Nunca foi de chamar pra cozinhar. Não suas netas, pelo menos. Nunca foi muito de macaxeira. Antes cuscuz ensopado, banana comprida, fatia parida, sopa de feijão. Entrava na cozinha e o almoço saía na hora. E fui aprendendo a cozinhar de tudo, sem medo. Ela conduzia.

Ninguém a enrolava no troco. Tinha só o quarto ano primário e dizia sempre: estude pra ser gente. Olhando pra trás e pra frente, cada vez que fui a um museu e me deparei com uma obra de arte; cada vez que vi o mundo em uma nova cidade; cada vez que venci uma etapa – uma delas no dia de seu aniversário – era dela que eu lembrava.

Foi pra Dona Creusa que corri no primeiro emprego, quando ainda tinha dúvidas. Foi a primeira que soube do primeiro bisneto. Era no espaço de sua cama solteirão, ao lado dela, que eu ficava pra curar as feridas ou falar das coisas da vida.

Era escorpiana de 24 de outubro, nasceu em 1919. Quando morreu, quase não tinha brilho nos olhos. Dois anos antes tinha perdido o caçula. Aquele pra quem tinha o jeito mais amoroso. E de quem sentia falta todo dia.

Tive a sorte de contar com seu afeto na infância e na vida, de pousar a cabeça no travesseirinho feito na barriga, de ter aprendido o nome das ruas do centro do Recife de tanto visitar as lojas que hoje nem existem mais.

Da senhora, Dona Creusa, ainda queria a convivência com os bisnetos. Eles iam aprender direitinho o que é ter uma avó de implicar brincando, de costurar vestidos, de avisar que o mundo é grande e a gente cabe nele. E, hoje ainda, quando escuto a ave maria, lembro de quem me ensinou a viver. A benção, minha vó.

Carlota
27072016

domingo, 17 de julho de 2016

Espaços habitados

Hoje me peguei andando pela casa, descalça, tentando encontrar um velho caminho que já não faço mais. O chão não tem mais o frio da cerâmica. Não preciso mais subir escadas para chegar ao quarto. Há pouco aprendi o lugar de todas as tomadas e interruptores. Ainda me assusto com o ruído de motos velozes pela madrugada. E olho a porta de madeira tentando ver o terraço que, ops, virou varanda ladrilhada.

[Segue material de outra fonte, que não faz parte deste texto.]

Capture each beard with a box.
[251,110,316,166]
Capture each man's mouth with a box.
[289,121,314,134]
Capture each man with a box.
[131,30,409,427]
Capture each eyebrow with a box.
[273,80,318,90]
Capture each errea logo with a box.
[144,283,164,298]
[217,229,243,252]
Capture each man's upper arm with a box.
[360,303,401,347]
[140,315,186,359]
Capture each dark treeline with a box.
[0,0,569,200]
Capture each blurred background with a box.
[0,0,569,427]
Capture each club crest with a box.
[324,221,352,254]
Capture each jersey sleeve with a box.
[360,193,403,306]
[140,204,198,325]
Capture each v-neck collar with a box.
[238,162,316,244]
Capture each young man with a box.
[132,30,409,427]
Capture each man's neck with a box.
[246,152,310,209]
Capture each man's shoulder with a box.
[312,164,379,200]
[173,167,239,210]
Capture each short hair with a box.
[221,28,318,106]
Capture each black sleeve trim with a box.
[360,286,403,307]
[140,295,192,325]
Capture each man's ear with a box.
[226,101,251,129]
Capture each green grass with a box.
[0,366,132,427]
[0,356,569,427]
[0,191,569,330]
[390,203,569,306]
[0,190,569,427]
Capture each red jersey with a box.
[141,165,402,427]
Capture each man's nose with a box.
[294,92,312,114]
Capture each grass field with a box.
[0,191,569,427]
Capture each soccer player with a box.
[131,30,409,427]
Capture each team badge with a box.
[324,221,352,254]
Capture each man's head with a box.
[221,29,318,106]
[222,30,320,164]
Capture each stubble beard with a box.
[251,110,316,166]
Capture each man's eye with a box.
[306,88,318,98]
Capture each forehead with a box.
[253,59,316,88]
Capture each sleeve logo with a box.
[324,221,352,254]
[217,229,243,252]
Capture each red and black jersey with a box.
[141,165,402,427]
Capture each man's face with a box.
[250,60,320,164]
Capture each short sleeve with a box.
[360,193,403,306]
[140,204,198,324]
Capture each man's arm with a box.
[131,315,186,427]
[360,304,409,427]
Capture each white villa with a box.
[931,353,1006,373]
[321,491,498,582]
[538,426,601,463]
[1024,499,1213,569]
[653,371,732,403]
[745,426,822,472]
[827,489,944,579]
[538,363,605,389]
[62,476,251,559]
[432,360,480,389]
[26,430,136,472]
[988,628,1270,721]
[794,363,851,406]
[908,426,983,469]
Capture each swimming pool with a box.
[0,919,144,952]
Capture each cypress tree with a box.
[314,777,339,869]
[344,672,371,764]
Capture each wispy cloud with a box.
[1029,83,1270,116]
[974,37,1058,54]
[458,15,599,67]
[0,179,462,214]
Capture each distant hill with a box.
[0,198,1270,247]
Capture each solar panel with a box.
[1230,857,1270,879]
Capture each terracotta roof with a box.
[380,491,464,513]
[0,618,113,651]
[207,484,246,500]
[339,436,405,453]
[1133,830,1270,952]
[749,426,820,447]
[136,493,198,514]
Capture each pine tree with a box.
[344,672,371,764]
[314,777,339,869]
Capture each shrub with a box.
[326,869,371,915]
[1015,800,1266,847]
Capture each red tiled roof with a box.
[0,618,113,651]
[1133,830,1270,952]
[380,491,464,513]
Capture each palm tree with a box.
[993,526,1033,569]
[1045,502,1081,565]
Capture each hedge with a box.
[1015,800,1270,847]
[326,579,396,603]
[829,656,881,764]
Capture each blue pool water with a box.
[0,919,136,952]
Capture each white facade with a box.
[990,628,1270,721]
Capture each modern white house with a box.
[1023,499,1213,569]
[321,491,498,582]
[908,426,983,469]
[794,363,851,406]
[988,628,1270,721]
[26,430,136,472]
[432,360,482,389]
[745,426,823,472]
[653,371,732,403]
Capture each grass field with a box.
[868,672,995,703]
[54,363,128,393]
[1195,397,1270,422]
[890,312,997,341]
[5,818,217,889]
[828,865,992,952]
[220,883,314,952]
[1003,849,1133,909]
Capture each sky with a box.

Fico sentindo a mudança como tentativa de encaixe. Meu corpo se estende, amplia, reverbera pelos cantos, paredes, pelo piso de madeira. Sou do tamanho desses quartos, das janelas que ocupam uma parede inteira. Sou do tamanho da cozinha, da área onde coloquei a máquina de lavar.

Ocupar, habitar, viver. Comecinho tive de acalmar o coração enquanto desencaixotava os lençóis, os pratos, meus livros. Tive de me convencer de que o caminho era certo, que tudo ia ser bom. Tive de falar isso várias vezes pra mim. Já acendi incensos, instalei a rede, quase matei uma planta, dei sorrisos aos vizinhos.

Já recebi amigos, pra visita, dormida, cerveja, vinho. Um de cada vez, porque ainda tem um monte de reticências aqui. Mistura de medo de me apegar ao espaço, como era à minha buganvília, ao jardim da frente de casa, à goiabeira, ao pé de laranja. Às janelas da minha cozinha. Aos pássaros pela manhã.

Faz pouco descobri um ninho na árvore que cobre praticamente todo o meu andar. Ele fica bem pertinho da janela dos meninos. Dei um sorriso e procurei passarinhos. Eles cantam bem cedinho, talvez pra avisar que eu não devo sentir tanta falta de casa. Que casa é minha alma habitando o espaço em que resolvi pousar. Com um trio amoroso e cúmplice bem junto. Eles me ancoram. E habitam esse lugar.